Un tweet di ADL, il silenzio di Ringhio. L'inelegante addio a Gattuso, a un punto dalla Champions

Grazie, Rino. Grazie e arrivederci. Aurelio De Laurentiis ha aspettato pochi minuti dopo l’harakiri del Napoli per dare il benservito a Gennaro Gattuso. Un tweet, poche righe, tanti auguri per il futuro. C’eravamo tanto amati, ma da qualche mese proprio per niente. Il patron partenopeo ha chiuso così una stagione e mezza di alti e bassi, rotta nel momento in cui il campionato del Napoli sembrava destinato a naufragare e ha iniziato a guardarsi attorno per cercare il nome giusto da cui ripartire. Non era quello di Gattuso, non lo sarà comunque. Anche se Ringhio ha chiuso a un punto dalla Champions League: non avrebbe fatto la storia, per carità, per il Napoli dell’ultimo decennio è strano e inusuale non esserci, mica il contrario. Ma, se guardiamo indietro, al momento in cui Gattuso è arrivato su quella panchina, lo scenario era ben altro. L’ha risollevato, ha messo insieme i cocci di uno spogliatoio ammutinato, in questa Serie A ha persino corso più di tutte, tranne l’Inter, quando ha avuto a disposizione la squadra migliore. Provate a togliere Lautaro e Lukaku a Conte, chissà.

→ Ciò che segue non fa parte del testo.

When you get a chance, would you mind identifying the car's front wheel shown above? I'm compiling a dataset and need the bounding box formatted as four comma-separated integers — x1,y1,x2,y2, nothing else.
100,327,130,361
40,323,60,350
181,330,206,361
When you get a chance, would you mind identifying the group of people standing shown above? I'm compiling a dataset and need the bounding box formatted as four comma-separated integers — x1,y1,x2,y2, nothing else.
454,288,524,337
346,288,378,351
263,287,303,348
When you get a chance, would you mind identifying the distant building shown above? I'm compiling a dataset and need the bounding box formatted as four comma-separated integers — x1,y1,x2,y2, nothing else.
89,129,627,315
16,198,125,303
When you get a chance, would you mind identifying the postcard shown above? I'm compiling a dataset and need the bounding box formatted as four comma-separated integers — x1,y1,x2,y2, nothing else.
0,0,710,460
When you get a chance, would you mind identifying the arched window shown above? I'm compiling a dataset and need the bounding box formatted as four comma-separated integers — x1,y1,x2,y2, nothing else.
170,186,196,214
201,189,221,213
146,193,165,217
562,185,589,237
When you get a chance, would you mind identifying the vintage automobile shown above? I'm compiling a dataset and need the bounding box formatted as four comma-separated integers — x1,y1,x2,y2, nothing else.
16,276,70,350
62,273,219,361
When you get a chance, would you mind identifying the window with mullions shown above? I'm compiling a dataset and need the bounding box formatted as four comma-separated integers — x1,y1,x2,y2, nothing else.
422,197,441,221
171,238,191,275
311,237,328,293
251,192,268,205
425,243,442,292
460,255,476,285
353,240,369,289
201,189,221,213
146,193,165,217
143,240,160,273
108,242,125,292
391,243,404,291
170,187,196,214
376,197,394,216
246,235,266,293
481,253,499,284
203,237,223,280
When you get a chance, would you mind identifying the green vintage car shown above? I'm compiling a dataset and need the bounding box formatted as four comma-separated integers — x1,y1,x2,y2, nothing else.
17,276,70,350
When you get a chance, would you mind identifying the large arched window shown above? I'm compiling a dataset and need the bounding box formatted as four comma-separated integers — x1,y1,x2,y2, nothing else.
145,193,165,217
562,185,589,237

Gattuso va via in silenzio. Forzato, per scaramanzia. Non basta il pareggio, non è sufficiente l’addio per riportare davanti ai microfoni l’allenatore, ormai praticamente un ex. Dirsi addio, si può. A maggior ragione se non si è convinti di andare avanti insieme da mesi. Tra il tweet di De Laurentiis e il silenzio di Gattuso, però, si scorge tutto il gelo che ha circondato i rapporti tra i due negli ultimi mesi. Non far parlare il tecnico, che saluta senza poter dire la sua, è un gesto inelegante. Che non rende giustizia a Gattuso, al Napoli, a De Laurentiis. A quel punto di ritardo dalla Champions, nel quale ci sono errori di Ringhio, ma anche incertezze della società e parecchia sfortuna. Ma è pur sempre un punto.